En la cosmovisión tseltal, a diferencia de la creencia católica, los seres humanos poseemos varias almas, todas ellas están en constante dinamismo. Me gusta pensar que en mí conviven esas tres disciplinas como parte de mis almas, a veces una se apodera de las otras dos para actuar, otras veces actúan solas (como cuando escribo algún texto netamente académico, debo hacer a un lado mi afición por construir metáforas y ceñirme a conceptos prefabricados, por ejemplo). Mi esposo dice que a veces tiendo a ser conceptual cuando escribo poesía. Bueno, ahí es mi alma académica haciendo de las suyas. A veces, mientras leo un texto antropológico, este me detona versos; a veces leyendo poesía, confirmo algunas nociones antropológicas, todos estos juegos imbuyen a la filósofa que me habita, es desde todo esto que leo el mundo y mi existencia. La filósofa es la que se preocupa, la que nutre de los agobios o las felicidades humanas a la poeta y a la académica, es la que me señala mi deudas con mi raíz indígena, la que me muestra las batallas pendientes desde mi femineidad, la que pone en duda mis certezas como madre, como ciudadana, como ser que busca sentido en el mundo y el espacio que le toca vivir. El mismo que, desgraciadamente, se debate actualmente entre el despojo, la violencia, la exclusión, la impostura y el engaño. Hasta ahora la antropología y el arte han sido dos vías para ser cada día más congruente, porque un poeta, lo que busca, en el fondo, es abrir otras formas de realidad, otras formas de convivir con el lenguaje, con las palabras, porque las palabras son también el asiento de las prácticas diarias, son también el suelo y el techo de nuestro hogar.
¿Cómo escribes?, ¿tienes manías, amuletos o supersticiones?

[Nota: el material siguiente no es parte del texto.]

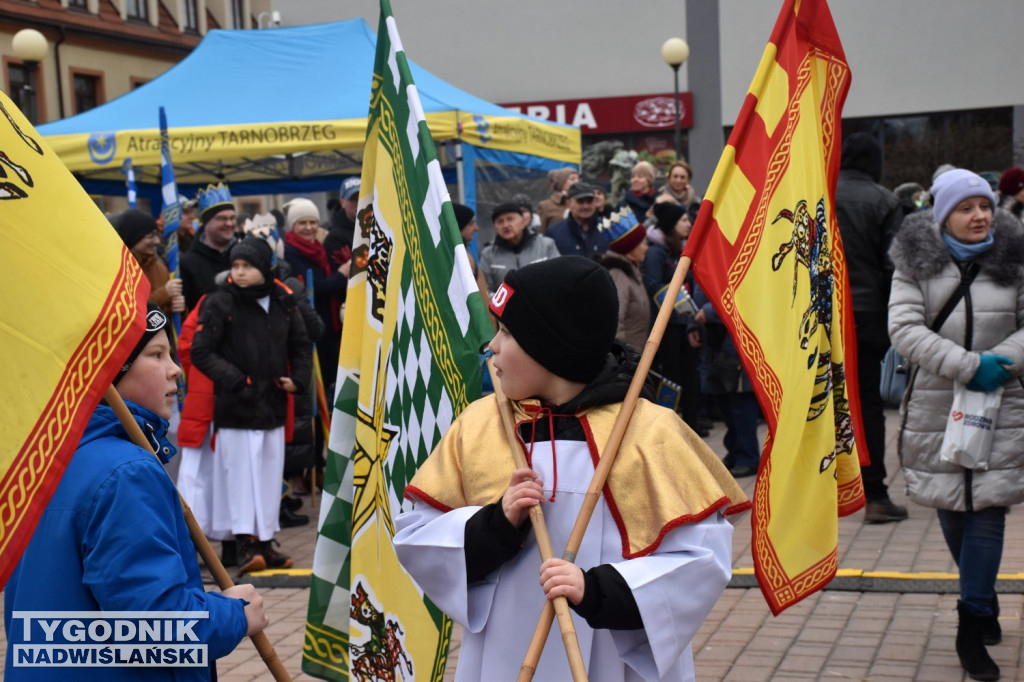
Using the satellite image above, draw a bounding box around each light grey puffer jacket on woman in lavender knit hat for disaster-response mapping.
[889,210,1024,511]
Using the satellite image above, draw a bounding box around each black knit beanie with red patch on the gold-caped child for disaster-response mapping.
[490,256,618,383]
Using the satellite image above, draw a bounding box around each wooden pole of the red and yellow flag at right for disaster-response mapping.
[518,256,691,682]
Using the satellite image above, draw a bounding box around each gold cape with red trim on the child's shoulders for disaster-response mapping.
[406,395,751,559]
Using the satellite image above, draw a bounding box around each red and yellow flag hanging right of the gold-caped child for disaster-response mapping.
[685,0,864,614]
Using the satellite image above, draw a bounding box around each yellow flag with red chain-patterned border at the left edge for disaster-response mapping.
[0,92,150,587]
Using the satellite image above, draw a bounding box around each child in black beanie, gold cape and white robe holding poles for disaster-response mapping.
[394,257,750,682]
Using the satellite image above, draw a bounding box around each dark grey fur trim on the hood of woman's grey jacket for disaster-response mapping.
[889,204,1024,286]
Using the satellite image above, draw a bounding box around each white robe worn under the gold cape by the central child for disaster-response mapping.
[394,440,732,682]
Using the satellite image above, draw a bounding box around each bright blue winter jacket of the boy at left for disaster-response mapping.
[4,402,246,682]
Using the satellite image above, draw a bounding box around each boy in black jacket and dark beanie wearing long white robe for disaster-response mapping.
[191,237,312,576]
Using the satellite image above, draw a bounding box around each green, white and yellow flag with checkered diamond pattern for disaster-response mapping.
[302,0,493,682]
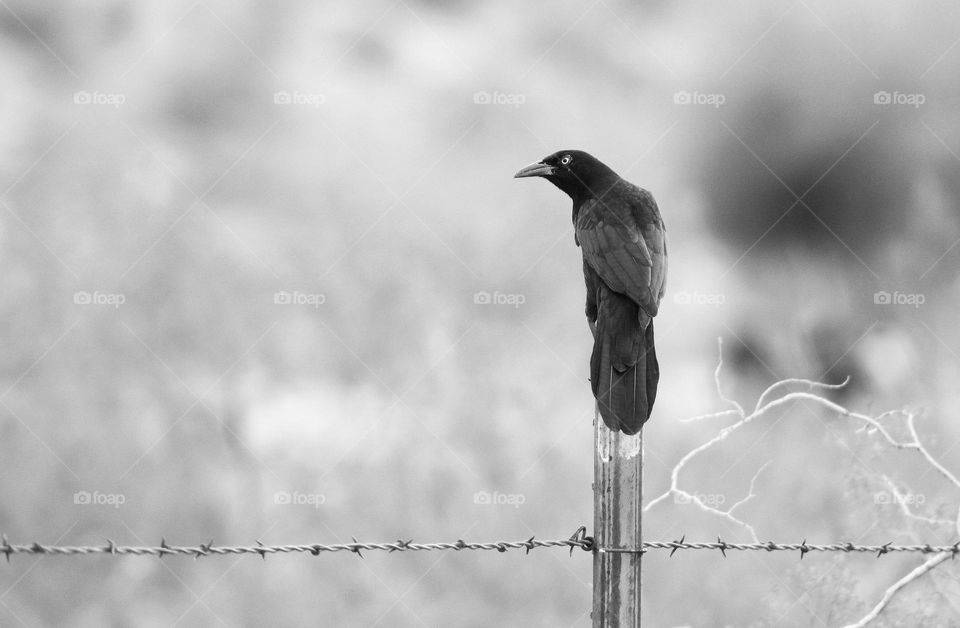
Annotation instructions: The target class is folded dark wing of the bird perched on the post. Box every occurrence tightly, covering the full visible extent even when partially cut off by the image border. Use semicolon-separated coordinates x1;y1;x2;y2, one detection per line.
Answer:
576;184;667;316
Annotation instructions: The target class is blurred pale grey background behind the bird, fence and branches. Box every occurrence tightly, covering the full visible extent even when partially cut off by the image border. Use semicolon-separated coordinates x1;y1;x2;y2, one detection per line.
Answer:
0;0;960;627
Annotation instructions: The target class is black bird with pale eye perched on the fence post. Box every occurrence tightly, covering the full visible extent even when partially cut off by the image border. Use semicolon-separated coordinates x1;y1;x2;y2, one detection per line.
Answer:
513;150;667;434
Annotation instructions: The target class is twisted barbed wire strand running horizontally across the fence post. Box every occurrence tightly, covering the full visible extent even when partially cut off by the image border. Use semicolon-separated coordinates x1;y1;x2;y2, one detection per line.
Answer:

No tengo amuletos para escribir. Cuando no estoy trabajando específicamente en algún proyecto poético (lo que implica, para mí, sentarme frente a la computadora más de dos horas diarias durante semanas, antes podían ser más de cuatro horas, ahora que tengo un bebé de meses ya no pueden ser tantas) escribo todo lo que me viene a la cabeza: ideas para proyectos futuros han emergido de otras lecturas, de viajes, de visitas a museos, de anécdotas familiares y la remembranza.
Versos sueltos aparecen todo el tiempo, emergen como duendes detrás de objetos o se suben al mismo colectivo que yo. Entonces saco mi pluma y un papel o la aplicación de notas del celular y anoto. Cuando es tiempo de trabajar en un proyecto sí tengo manías: suelo hacerlo con un buen café a mi lado, rodeada de los libros que siento afines al tema que trabajo para releerlos en los momentos en que siento que la “musa está por abandonarme”. Si estoy agotada, la lectura de mis poemas favoritos me devuelve la energía para continuar otro rato y, definitivamente, prefiero estar sola en la habitación. El monstruo que llevo dentro puede asomar si me interrumpen a mitad de la redacción, si se me va la idea y, bueno, mi familia, simplemente, prefiere no acercárseme. He ido aprendiendo a ser exigente conmigo misma. Se dice fácil, pero no lo es. Si el poema es resultado de una semana de trabajo y al final no me emociona como creo que debería emocionarme, lo corto por completo (y lo pego en una sección a la que bien le podría llamar “retazos del quizás nunca”), e inicio de nuevo o parto de algún fragmento que pienso rescatable.